Democrats in Congress on Friday publicly released six years of Donald Trump’s tax records, revealing documents the former president had long sought to keep secret and dealing another blow as he seeks the White House again in 2024.
A Democratic-controlled US House of Representatives committee released Trump’s redacted returns for 2015 to 2020, capping a multi-year battle between the Republican former president and Democratic lawmakers that was settled by the US Supreme Court just last month.
Aside from the return itself, the release didn’t include much new. In response, Trump warned of dire consequences and used the opportunity to seek campaign donations.
Trump’s tax data will now be available for in-depth research by journalists, independent tax experts and others in the run-up to the 2024 presidential election, and could shed light on Trump’s wealth, his business performance and how he reduced his tax liability. .
The nearly 6,000-page record includes 2,700 pages of Trump and his wife Melania Trump’s personal returns, as well as more than 3,000 pages of returns from his businesses.
Records show that Trump’s income and tax liability fluctuated dramatically from 2015 to 2020, during his first presidential bid and subsequent terms. He and his wife claimed large deductions and losses, and paid little or no income tax during many of those years.
Trump, a businessman who first held public office when he entered the White House in 2017, was the first presidential candidate in decades not to release his tax returns. He filed a lawsuit to try to keep the committee secret, but the U.S. Supreme Court ruled in favor of the committee.
In its findings released last week, the committee said the Internal Revenue Service, which collects taxes, broke its own rules by not auditing three of the four years Trump was president.
“Our findings were simple – the IRS did not begin a mandatory audit of the former president until I made my initial request,” Richard Neal, chairman of the House Ways and Means Committee, said in a statement.
Neal first requested the returns in 2019, arguing that Congress needed to determine whether they needed legislation on the president’s tax returns.

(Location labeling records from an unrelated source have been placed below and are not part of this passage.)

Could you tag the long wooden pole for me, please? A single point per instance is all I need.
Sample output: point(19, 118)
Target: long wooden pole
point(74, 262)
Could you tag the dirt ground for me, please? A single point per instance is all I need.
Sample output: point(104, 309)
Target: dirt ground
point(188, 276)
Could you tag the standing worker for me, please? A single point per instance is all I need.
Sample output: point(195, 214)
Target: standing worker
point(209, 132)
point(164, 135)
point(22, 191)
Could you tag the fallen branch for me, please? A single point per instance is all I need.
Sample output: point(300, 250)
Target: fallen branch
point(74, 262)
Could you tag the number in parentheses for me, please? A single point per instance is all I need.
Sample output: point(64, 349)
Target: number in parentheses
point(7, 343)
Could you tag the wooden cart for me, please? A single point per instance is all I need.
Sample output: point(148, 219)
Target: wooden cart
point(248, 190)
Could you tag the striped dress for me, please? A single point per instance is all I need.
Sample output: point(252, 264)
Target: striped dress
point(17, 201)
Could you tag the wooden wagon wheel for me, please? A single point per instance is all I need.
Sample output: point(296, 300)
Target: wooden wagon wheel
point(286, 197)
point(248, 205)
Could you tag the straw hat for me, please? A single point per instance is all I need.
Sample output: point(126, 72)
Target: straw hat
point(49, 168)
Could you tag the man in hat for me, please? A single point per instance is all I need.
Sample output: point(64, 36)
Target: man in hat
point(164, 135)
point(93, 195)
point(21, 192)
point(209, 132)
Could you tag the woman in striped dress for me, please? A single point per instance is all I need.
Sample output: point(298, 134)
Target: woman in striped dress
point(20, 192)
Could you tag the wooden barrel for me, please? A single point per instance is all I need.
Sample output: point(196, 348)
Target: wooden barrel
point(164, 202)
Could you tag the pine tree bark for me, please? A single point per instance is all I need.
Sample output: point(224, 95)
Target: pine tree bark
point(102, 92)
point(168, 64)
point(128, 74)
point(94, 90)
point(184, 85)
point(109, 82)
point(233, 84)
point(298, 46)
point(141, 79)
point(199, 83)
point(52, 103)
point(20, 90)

It was the latest setback for Trump, 76, who has been impeached twice by the Democratic-led House only to be acquitted both times by the US Senate and now faces several legal problems as he mounts a 2024 re-election bid.
Earlier this month, a House committee investigating the Jan. 6, 2021 attack on the US Capitol by his supporters asked federal prosecutors to charge him with four felonies, including obstruction and sedition, for his role in the deadly riots.
Trump’s response
In a statement, Trump said: “Democrats should never have done this, the Supreme Court should never have approved this, and it will lead to terrible things for a lot of people.”
“The Great USA divide will only get worse. Radical left-wing Democrats have armed everyone, but remember, it’s a dangerous two-way street!” he said.
Representative Kevin Brady, the top Republican on the House panel, warned that future committee chairs would have “almost unlimited” power to release the tax returns of private citizens, including “political enemies.”
“This is a regrettable stain on the Ways and Means Committee and Congress and will make American politics even more divisive and frustrating. In the long run, Democrats will come to regret it,” Brady said in a statement.
Details previously released by the panel showed that Trump paid no income tax in 2020, despite millions of dollars in income from his sprawling business empire.
Democrats were on a tight timeline to find a way to handle the returns after they received them, given that Republicans will win a slim majority in November’s midterm elections and take control of the House on Tuesday.
Before going into its winter recess, the Democratic-controlled House passed a bill that would require the Internal Revenue Service, which collects taxes, to complete audits of presidents’ tax files within 90 days of their inauguration.